Figure 2.1 Potential Landsat 8 Scenes

Here are some of the potential data sets (Figure 2.1) that we have chosen to work with. However, as we can see from Figure 2.2 , there are some imagery that has massive cloud cover around Singapore. Hence we eliminate them and chose 20180524 scene data.

Figure 2.2 Landsat 8 samples

Sentinel-2

After obtaining Landsat 8 remote sensing data, we then proceed to narrow down our search for an appropriate scenes in Sentinel-2.

We observed that there majority of the scenes in 2018 were not useful due to the large cloud cover (Figure 2.3),which may obstruct our view during analysis. Hence we decided to look into 2019 and 2020 and selected the 20200126 scene to conduct further analysis.

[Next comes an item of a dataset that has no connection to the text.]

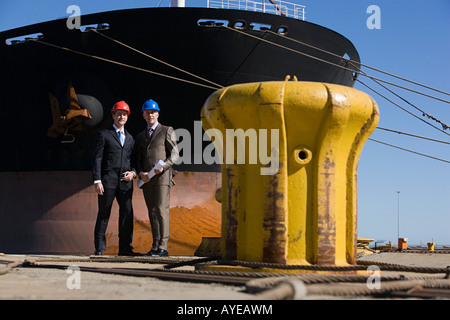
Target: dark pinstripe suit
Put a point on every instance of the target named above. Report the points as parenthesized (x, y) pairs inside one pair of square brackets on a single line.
[(110, 161)]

Figure 2.3 : Collection of Sentinel-2 Imagery Scenes

Task 3 : Image Pre-processing

Under Landsat8, we decided to use bands 1-7 as they have the same spatial resolution of 30m. Similarly, we decided to use bands 2,3,4,8 for Sentinel 2, as they have the same spatial resolution of 10m (Figure 3.1).

Figure 3.1 : Corresponding Landsat8 and Sentinel-2 bands and characteristics

We then create band set as such to point to the respective wavelength based on the bands that we have.

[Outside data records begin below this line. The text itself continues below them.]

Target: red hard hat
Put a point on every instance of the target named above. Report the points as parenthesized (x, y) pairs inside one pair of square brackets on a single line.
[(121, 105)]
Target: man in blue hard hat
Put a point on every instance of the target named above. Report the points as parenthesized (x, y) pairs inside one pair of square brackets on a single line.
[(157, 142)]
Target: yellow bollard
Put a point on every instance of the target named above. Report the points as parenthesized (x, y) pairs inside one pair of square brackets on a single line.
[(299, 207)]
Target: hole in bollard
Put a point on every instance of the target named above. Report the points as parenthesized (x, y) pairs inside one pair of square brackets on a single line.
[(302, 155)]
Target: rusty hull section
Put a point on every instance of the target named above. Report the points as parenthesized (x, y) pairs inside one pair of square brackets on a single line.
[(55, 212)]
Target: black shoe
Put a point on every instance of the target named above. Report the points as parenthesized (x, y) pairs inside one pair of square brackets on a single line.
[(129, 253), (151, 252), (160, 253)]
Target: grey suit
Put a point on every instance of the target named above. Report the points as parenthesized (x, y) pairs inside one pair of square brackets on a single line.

Figure 3.2: Example band sets of Sentinel-2

From there, we then utilized the band sets to experiment with different combination of color-composites (Figure 3.3 - 3.6) to help us have a better view and better identification of the individual land classification (e.g vegetation, land, water bodies).

Figure 3.3 : False Color Composite of Sentinel-2

Figure 3.4 : True Color Composite of Sentinel-2

Figure 3.5 : False Color Composite of Landsat8

Figure 3.6 : True Color Composite of Landsat8

Task 4 : Supervised Classification

In this study, our team only performed supervised classification. According to Guide to GIS and Image Processing,¹

“the user develops the spectral signatures of known categories, such as urban and forest, and then the software assigns each pixel in the image to the cover type to which its signature is most comparable”

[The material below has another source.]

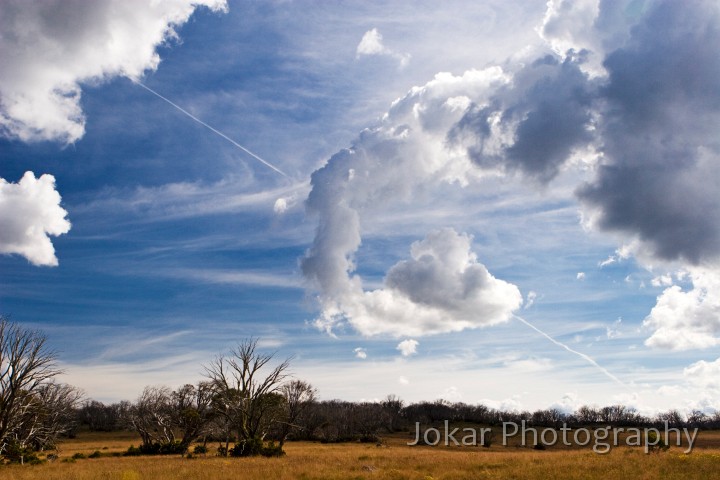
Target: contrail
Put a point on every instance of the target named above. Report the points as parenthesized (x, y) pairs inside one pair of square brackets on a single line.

We felt that supervised classification would be able to help us perform an controlled quantitative analyses of remote sensing image data.

Training Sites

Here are our 9 classes that we have defined.

Figure 4.1: Land Classification Classes

Using the SCP Plugin, we defined the areas that will be used as training sites to create the ROIs (Regions of Interest) and spectral signatures required for the classification of a band set.

Figure 4.2: Example of sites identified

Spectural Signature Plot

Spectural Signature includes several functions for displaying spectral signature values as a function of wavelength(defined in the band set). If common classifications are too near to the extent that they overlap, it will be hard differentiate the different classes(e.g managed vegetation, natural vegetation)

Figure 4.3: Example of Spectural Plot

Supervised Classification

Through various experiments and testing, we compared both the maximum likelihood and minimum distance analysis and decided to use maximum likelihood as it yielded higher accuracy as compared to minimum distance.

Based on the algorithm, each of the pixels will be assigned to the class that has the highest probability, which is the maximum likelihood.

Accuracy Assessment

With the test samples classified, we will then created another set of train samples, to test the accuracy of the classification. More details can be viewed under Analysis.

Footnotes

1. Eastman, J.R. (2003) Guide to GIS and Image Processing 14, 239-247. Clark University Manual, USA.